5 Ways to Better Leverage Your Data
Assuming you have already made some significant investments in martech over the past few years, it’s likely you are sitting on a goldmine of data. In today’s blog, we’ll take a look at five ways you can leverage the data you already have so that you can direct your burgeoning budget toward bigger and better payoffs.
#1: Make a List of All the Tech You Use to Capture Data
According to Think With Google, the overwhelming majority of leading marketers (72 percent) are more likely to invest in the quality and volume of the data they capture, a.k.a. first-party data. In order to make the most of what you’ve got, you actually need to know what you’ve got. Make a list of all the tech in your martech stack. Be sure to include major systems as well as smaller apps and tools that perform individual functions. Hold onto your martech master list, and leave room at the bottom of the list for future additions.
#2: Get Real About How You Use Your Tech
Gaining a firmer grip on the data you collect and use to make decisions may seem a little basic, but trust us; it’s good to conduct a martech stack inventory on at least an annual basis. As you consider each piece in your stack, answer the following questions:
- Why did we originally invest in this tech? Be honest. Were you swayed by bells and whistles and if so, do you actually use the bells and whistles?

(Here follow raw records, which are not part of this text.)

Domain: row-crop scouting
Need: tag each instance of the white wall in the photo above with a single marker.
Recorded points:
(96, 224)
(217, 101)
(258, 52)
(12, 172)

- If you bought a piece of martech because you believed it would help you achieve a specific marketing goal, did you achieve that goal? Why or why not?
- Are there capabilities this tech has that you want to use, but never have? Why?
- Are there integrations that would make your tech work better with other systems?
Don’t forget to ask the folks on your marketing ops team, who use these tools on a daily basis, to provide their input on whether or not the tech they use is helping them achieve goals or providing them with the capabilities they need.
#3: Table Your Marketing Strategy and Align It With Your Martech Capabilities
If you like visualizing information by making tables (and who doesn’t?), here’s a simple exercise that will help you see gaps in your data collection and goals. Make three columns. At the top of your first column write Marketing Strategies, andthen list your long range goals such as: eliminate data silos, reach our total addressable market (TAM), create a more cohesive customer experience (CX), etc. At the top of the second column write the word Tactics. Underneath it, list all of the actions you plan to take to accomplish each long-range goal. For example, for the strategic goal of reaching your TAM, an action you would need to take would be to calculate your TAM. Finally in the third column, write the word Tools. Here, you will list the various martech tools in your stack that you will use to execute each of your tactics and strategies. Creating a table is one of the best ways to keep you and your team focused about what it is you are trying to achieve and what you need to get things done.
#4: Examine the Types of Data You Are Collecting
Now that you have a solid idea of how you plan to achieve your marketing goals and the tools you need to do the job, let’s look again at the list of the martech master list we created in step one. According to Deloitte Digital, the average business has 17 unique technology applications housing customer data. Whether you have more or less, it’s important to note the types of data each tool is collecting. We recommend writing this information down and then asking yourself the following questions:
- Do we have the data we need?
- Can we collect the data we don’t have, but want?
- Do other departments have data we need, and are they willing to share?
- Do we need to supplement our data by purchasing third-party data?
#5: Consider the Data Quality Measures You Have In Place
Data is constantly changing. Customers get promoted, change offices and move on to new companies every day. To account for all this change, you need to make perpetually clean, complete and standardized data a top priority. This ensures your data remains valuable and ready for use. A few data quality measures we recommend include:
- Connecting Data Sources — Integrating data sources across your stack is a smart way to enhance data quality across your enterprise.
- Centralizing Data Access – When there is a single source of truth, everyone on your team is better able to see the story your data is telling, react to trends and opportunities in a timely manner, and address issues before they become problems.
- Establishing Data Management Processes —Just as integrated data allows you to see the whole story, setting processes in place to keep your data perpetually clean ensures that you get the story right.